O Relógio Único.


                                     

O meu padrinho dizia-me que podíamos comparar o mundo a um relógio único.
Na verdade nunca entendi a verdadeira razão de ele o dizer, também acho que nunca tive real interessar de perceber aquele seu raciocínio filósofo, mas eu nunca esqueci as palavras dele.
Afinal um relógio? Como pode o mundo ser um relógio? Se o mundo é um relógio quem será o ponteiro das horas? E o relojoeiro? Bem, ele sabia que eu não entendi o porquê de ele dizer aquilo.
Certa noite, pelo meio das minhas músicas melancólicas, aquelas que fazem chorar mesmo sem motivo, lembrei-me do relógio, fiquei o resto da noite a pensar naquilo, finalmente ganhei coragem para perguntar ao meu padrinho como podia o mundo ser um relógio único.
Levantei-me com as galinhas, sentia necessidade de conhecer a resposta, agora fazia-me confusão todo aquele enigma.
Entrei na casa dele, é normal sentir aquele cheiro característico da casa dos avós, o cheiro a velho, o irremediável pó que habita nos objetos que são esquecidos pelo tempo, que nunca mais são mexidos, o cheiro a coisas paradas, o cheiros dos quartos inabitados, o cheiro aos mimos do avô, o cheiro das roupas dos velhinhos que mesmo que tenham de dizer o nome de todo os netos até acertarem no nosso, nós ama-mos de forma descomunal.
Abri a porta e andei pelo tapete, achei estranho não ouvir o assobio do meu avô, era o seu radio mais fiel, eramos capazes de assobiar juntos o dia todo, chamei por ele, chamei, em todos os recantos, ouvi o sino, por acaso olhei para o relógio, eram 10:17h o sino nunca toca a estas horas, chamei novamente mas desta vez “avô” já não saiu um som limpo como no inicio, vinha com soluços, batidas de coração sem controlo, senti as lágrimas caírem, era como se me corroessem a pele conforme escorriam pela cara.
Corri para o quarto, em cima de umas roupas engelhadas tinha um papel, peguei tava molhado, não era um molhado normal, eram lágrimas espalhadas pelo papel, lágrimas ás quais eu juntei as minhas, como podia eu segurá-las?

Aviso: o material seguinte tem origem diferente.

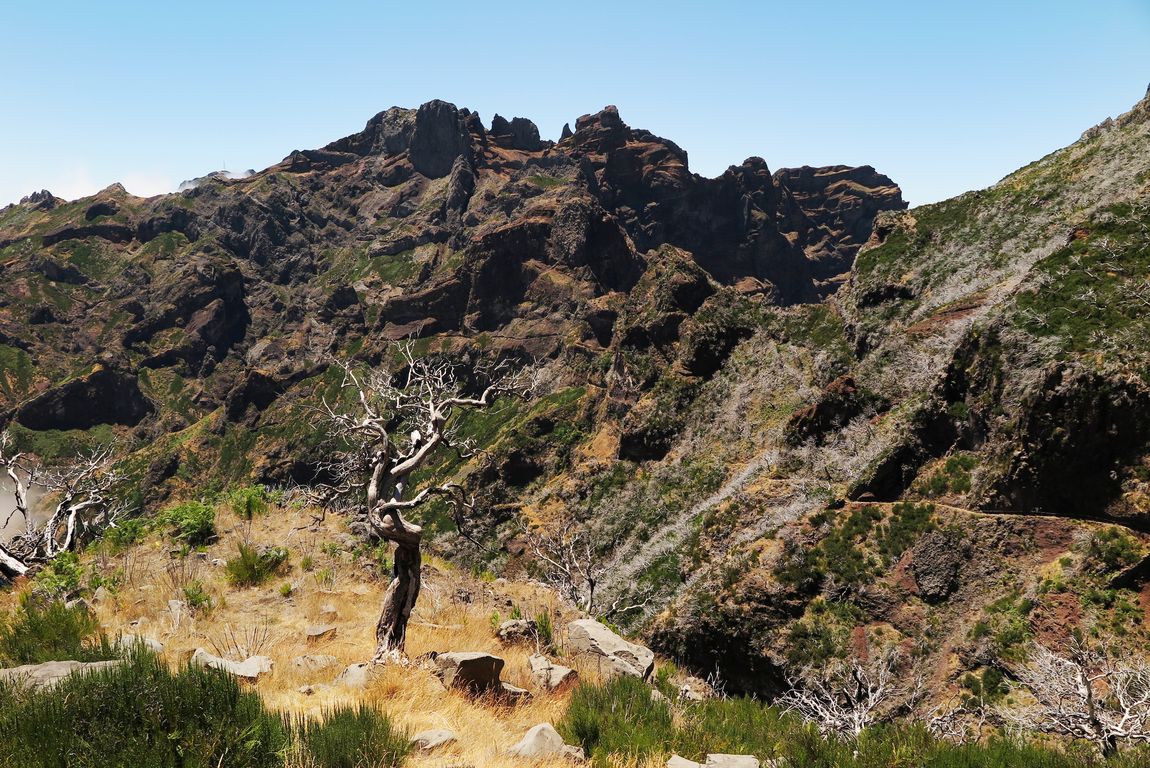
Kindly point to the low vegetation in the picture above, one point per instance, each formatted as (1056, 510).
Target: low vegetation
(620, 720)
(48, 630)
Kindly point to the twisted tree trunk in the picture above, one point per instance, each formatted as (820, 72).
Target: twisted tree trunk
(403, 591)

“ Sei que nunca entendeste o porquê que eu chamar ao mundo um relógio único, mas a resposta está mais próxima, a cada minuto mais próxima. Limpa as lágrimas meu rebento, espero por ti para voltarmos a assobiar juntos, mas promete-me que não terás pressa. Olha para cima? Consegues ver? Estou a sorrir para ti”

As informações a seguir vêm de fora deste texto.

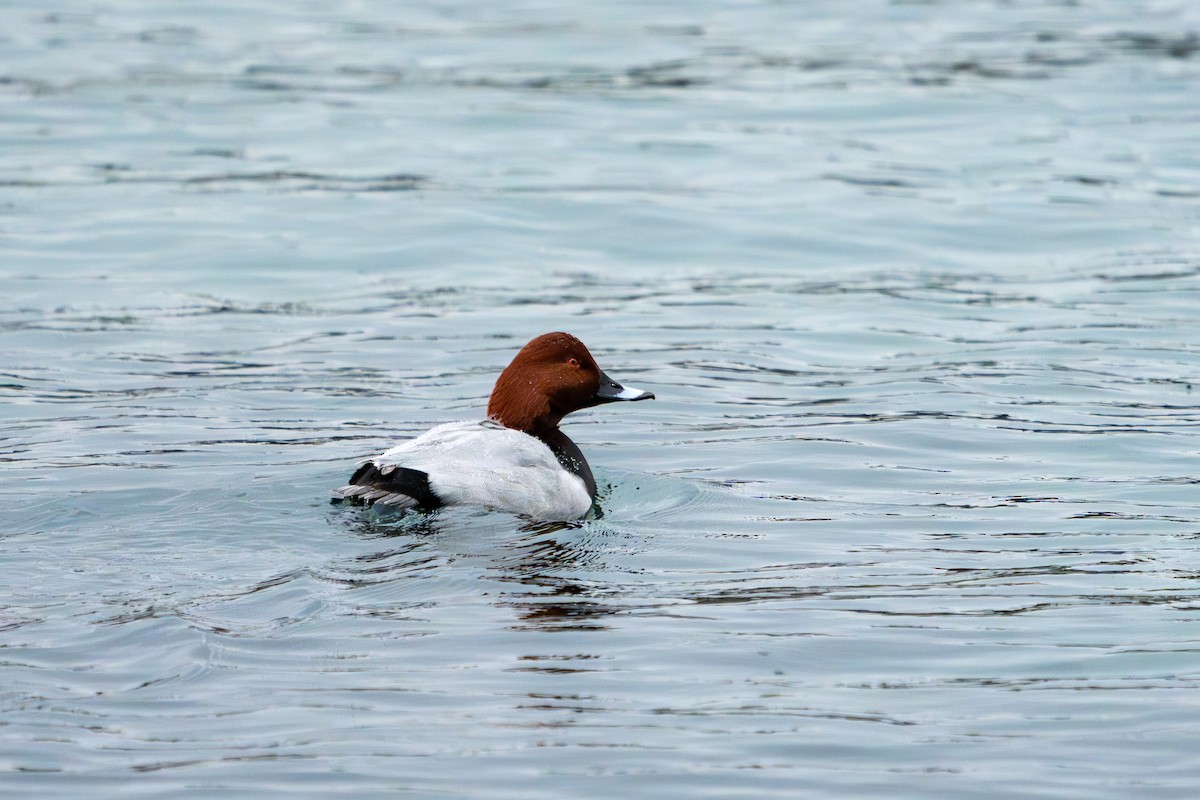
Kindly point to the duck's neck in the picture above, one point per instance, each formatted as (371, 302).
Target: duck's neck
(569, 456)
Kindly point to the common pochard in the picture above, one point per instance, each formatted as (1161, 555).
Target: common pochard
(517, 459)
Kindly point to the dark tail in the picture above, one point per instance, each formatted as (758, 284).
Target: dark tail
(396, 487)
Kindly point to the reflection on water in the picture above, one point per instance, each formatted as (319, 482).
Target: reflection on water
(913, 515)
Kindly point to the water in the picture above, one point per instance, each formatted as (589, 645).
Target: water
(915, 511)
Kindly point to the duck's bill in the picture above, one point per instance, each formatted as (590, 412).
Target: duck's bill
(611, 391)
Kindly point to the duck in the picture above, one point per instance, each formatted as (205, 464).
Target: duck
(516, 459)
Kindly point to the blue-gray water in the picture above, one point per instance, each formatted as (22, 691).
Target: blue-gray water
(915, 513)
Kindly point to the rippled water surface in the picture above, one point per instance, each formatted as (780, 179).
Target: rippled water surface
(915, 513)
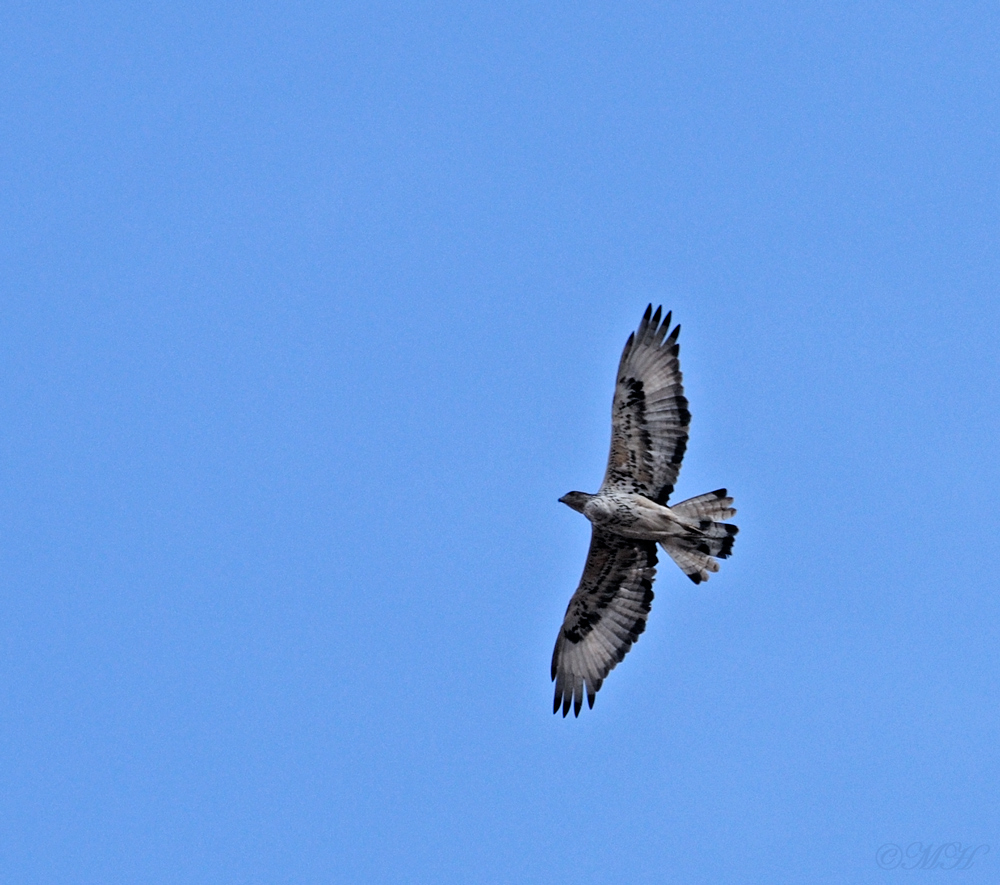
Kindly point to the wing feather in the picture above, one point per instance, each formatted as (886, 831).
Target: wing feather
(605, 616)
(649, 415)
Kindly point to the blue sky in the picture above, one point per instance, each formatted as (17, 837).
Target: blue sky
(311, 312)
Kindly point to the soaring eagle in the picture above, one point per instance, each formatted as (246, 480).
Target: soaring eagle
(629, 517)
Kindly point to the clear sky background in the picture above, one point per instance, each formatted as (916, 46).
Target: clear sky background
(311, 311)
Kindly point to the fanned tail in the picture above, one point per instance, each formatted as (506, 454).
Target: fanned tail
(696, 551)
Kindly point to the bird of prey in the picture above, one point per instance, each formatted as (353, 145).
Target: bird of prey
(629, 516)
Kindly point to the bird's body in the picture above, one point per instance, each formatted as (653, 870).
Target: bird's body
(630, 517)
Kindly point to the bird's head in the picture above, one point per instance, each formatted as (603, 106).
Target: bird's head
(575, 500)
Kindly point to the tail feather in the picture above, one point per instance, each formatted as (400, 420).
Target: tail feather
(695, 550)
(713, 505)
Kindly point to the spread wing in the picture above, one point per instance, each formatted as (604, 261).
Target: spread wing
(649, 416)
(605, 616)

Foi o pior dia da minha vida.
Cheirei as roupas dele horas e horas seguidas, cheirei tanto que ainda hoje consigo sentir o cheiro sempre que me lembro dele. Guardei uma fotografia no bolso de trás das calças e voltei para casa, o sol para mim já tinha deixado de brilhar logo após se ter levantado, não havia estrelas, o céu estava escuro, não tão escuro como o meu olhar.

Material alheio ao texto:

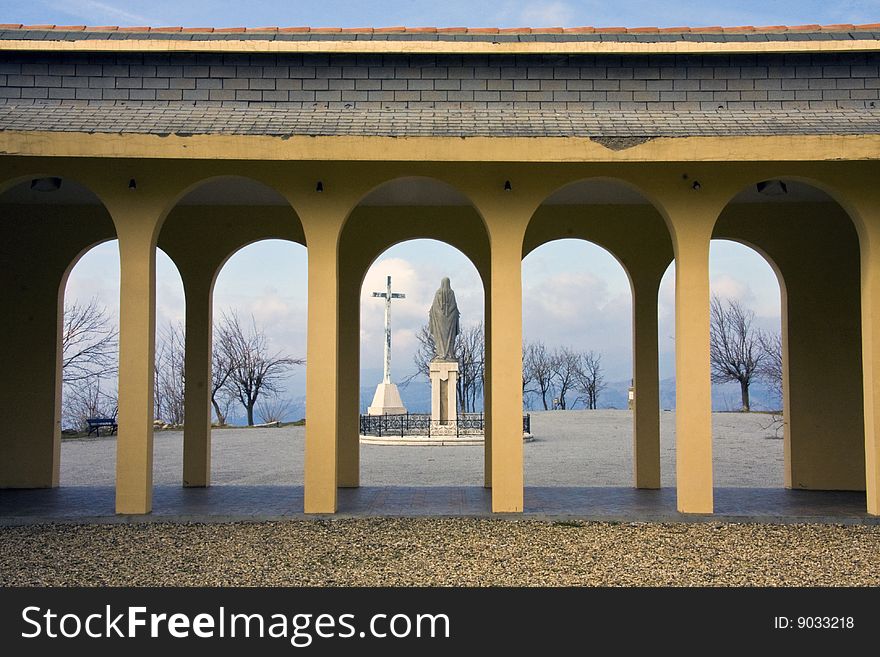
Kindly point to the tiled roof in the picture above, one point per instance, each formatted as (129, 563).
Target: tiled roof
(433, 122)
(871, 31)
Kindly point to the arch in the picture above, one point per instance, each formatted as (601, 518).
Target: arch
(419, 261)
(231, 276)
(387, 185)
(195, 186)
(578, 238)
(833, 193)
(60, 227)
(217, 214)
(218, 244)
(632, 211)
(367, 232)
(609, 212)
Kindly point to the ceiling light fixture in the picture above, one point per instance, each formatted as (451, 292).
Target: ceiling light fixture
(46, 184)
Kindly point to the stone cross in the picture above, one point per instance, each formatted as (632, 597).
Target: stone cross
(388, 295)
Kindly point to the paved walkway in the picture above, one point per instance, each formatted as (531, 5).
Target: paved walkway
(580, 465)
(229, 502)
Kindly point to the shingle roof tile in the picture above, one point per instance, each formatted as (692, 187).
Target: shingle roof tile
(711, 33)
(433, 122)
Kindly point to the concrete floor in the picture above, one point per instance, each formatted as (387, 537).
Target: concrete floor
(571, 448)
(578, 466)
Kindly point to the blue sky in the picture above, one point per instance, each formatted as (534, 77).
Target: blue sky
(554, 276)
(500, 13)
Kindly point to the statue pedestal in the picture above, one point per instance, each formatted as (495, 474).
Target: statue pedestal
(386, 401)
(444, 383)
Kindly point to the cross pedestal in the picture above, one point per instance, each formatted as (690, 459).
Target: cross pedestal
(444, 383)
(386, 401)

O sino voltou a bater, tive medo de olhar para o relógio outra vez, afinal tinha corrido tão mal, acabei por olhar, não consegui ver nada, quem consegue ver com os olhos inundados em água? Limpei-os, o relógio tinha parado nas 10:17h, foi então que encontrei a resposta.
Relógio Único? Claro que o mundo é um relógio único.
Quando compras algo único isso significa que se isso se estragar não haverá nada que o consiga consertar, tal como no mundo.
Percebi que todos nós podíamos ser o ponteiro das horas, dos minutos, ou até mesmo os números, mas alguma peça tínhamos de ser, cada peça tem a sua função especial, sendo o relógio único só havia uma peça, nada a poderia substituir.
O meu padrinho quis mostrar-me que todos nós estamos cá com um propósito e que todos nós somos únicos.
Vamos perdendo peças com o tempo, vão deixando de funcionar muitas coisas á nossa volta. Pensei que se calhar eu era o ponteiro dos segundos afinal nunca parava quieta, sendo assim preferia ter ido eu primeiro que o meu padrinho, o relógio funciona mesmo sem o ponteiro dos segundos.
Voltei a limpar as lágrimas e olhei outra vez para o relógio, lembrei-me que o relógio não era o meu, era o do meu padrinho, a pilha tinha acabado, continuava nas 10:17.
Foi então que reformulei a minha conclusão ao facto de o mundo ser um relógio único.
O meu padrinho estava certo, mas não totalmente certo, não é o mundo que é um relógio, somos nós.
Cada pessoa que ama-mos representa uma das pessoas do relógio, cada uma única, inigualável, imprescindível, que quando deixa de funcionar nada a pode substituir.
E nós? Nós somos a pilha, quando a pilha acaba o nosso relógio pára é então que voltamos para o relojoeiro, bem lá em cima.